Овидию из этого пространства деться некуда – даже вернувшись в Рим, он отброшен на восток, катится, будто генерал Хлудов к Константинополю, но попадает в знакомые места. Нет вестового, нет чёрного смертного мешка. Овидия укрывает если не шуба сибирских степей, как клянчил другой великий поэт, а лёгкий плащ степи, дурман травы на границах империи.
В известной пьесе Бродского «Мрамор» два героя, Публий и Туллий, меланхолично беседуют о сущем. Один из них бормочет: «С детства Назона любил. Знаешь, как «Метаморфозы» кончаются?
Вот завершился мой труд, и его ни Юпитера злобане уничтожит, ни медь, ни огнь, ни алчная старость.Всюду меня на земле, где б власть ни раскинулась Рима,будут народы читать, и на вечные веки во славе([ежели только певцов предчувствиям верить]) – пребуду.Публий. Да положить я хотел на «Метаморфозы»!..

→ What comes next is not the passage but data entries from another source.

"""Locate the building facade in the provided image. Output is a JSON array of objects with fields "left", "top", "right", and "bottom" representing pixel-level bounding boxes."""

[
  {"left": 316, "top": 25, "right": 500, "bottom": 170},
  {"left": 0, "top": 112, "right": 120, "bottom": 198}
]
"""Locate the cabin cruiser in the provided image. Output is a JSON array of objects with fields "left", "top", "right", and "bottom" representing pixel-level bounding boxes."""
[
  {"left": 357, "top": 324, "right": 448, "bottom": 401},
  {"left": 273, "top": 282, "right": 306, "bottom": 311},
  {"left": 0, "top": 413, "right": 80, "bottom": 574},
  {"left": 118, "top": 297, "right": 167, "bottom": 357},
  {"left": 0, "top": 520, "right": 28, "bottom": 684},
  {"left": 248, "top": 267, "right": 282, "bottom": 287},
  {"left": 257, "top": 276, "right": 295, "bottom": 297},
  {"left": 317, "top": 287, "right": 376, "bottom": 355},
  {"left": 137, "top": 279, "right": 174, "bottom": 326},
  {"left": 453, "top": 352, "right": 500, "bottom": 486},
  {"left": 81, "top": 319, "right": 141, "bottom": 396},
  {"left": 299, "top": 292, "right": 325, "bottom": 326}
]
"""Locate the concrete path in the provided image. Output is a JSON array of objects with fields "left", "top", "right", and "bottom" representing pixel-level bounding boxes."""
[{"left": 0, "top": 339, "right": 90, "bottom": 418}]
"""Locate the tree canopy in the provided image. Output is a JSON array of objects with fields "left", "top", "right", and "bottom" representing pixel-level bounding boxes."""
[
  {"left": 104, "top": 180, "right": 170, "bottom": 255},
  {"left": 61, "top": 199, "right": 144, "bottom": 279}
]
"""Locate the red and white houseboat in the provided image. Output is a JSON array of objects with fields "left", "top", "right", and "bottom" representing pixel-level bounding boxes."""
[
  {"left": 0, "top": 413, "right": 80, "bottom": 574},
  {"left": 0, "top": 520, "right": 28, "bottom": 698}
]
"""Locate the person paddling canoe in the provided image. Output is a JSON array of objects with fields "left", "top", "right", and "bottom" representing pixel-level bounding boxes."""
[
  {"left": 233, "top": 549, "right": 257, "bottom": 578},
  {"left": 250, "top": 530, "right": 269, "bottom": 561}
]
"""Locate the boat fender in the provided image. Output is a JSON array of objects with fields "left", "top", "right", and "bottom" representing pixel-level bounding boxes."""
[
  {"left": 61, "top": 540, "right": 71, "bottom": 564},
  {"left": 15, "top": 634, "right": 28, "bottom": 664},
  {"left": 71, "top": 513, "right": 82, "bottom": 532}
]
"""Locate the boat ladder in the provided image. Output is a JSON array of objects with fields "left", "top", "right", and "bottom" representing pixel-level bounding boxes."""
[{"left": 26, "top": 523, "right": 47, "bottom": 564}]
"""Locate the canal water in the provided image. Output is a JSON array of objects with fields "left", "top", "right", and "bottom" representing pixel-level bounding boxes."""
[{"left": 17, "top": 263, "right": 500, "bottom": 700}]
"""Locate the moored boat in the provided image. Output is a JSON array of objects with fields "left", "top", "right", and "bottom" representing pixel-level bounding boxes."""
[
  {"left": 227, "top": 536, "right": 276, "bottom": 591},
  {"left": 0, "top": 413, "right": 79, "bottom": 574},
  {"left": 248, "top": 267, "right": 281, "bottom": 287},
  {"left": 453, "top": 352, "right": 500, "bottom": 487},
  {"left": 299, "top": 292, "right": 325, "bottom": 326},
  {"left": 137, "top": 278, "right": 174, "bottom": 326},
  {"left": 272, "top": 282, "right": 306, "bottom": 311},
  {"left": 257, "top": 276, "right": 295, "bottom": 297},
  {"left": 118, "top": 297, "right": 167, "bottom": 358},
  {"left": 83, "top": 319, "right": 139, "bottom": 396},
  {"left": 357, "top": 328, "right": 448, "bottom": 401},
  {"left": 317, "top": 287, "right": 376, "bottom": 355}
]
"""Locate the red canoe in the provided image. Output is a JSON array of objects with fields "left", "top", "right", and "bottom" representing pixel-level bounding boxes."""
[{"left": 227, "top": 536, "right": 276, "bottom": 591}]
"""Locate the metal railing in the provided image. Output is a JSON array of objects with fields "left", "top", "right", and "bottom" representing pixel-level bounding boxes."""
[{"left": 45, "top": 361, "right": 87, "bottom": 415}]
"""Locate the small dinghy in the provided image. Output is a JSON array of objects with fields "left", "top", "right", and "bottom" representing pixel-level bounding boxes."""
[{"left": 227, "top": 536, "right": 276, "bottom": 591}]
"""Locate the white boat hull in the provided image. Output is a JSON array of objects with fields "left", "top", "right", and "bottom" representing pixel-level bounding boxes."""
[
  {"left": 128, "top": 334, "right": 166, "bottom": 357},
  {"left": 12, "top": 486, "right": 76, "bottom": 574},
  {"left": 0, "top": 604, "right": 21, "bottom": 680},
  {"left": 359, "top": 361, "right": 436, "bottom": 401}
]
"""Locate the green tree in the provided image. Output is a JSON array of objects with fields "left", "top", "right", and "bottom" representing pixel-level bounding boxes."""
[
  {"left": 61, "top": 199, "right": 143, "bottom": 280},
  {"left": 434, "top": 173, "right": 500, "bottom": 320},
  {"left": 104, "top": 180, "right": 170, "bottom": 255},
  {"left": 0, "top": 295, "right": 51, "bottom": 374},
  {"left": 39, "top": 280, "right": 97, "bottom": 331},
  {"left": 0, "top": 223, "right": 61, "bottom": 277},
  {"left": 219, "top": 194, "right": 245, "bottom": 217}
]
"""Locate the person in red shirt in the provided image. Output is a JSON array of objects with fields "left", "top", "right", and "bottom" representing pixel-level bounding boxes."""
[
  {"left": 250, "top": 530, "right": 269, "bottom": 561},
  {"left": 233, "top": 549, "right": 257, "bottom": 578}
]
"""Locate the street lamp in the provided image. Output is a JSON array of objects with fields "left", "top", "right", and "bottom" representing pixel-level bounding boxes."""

Туллий ([продолжая]). Обрати внимание на оговорку эту: про предчувствия. Да еще – певцов. Вишь, понесло его вроде: «…и на вечные веки во славе…» Так нет: останавливается, рубит, так сказать, сук, сидючи на коем, распелся: «ежели только певцов предчувствиям верить» – и только потом: «пребуду». Завидная все-таки трезвость» – так эта пьеса ещё раз говорит о том, как долговечность поэта связана с долговечностью империи.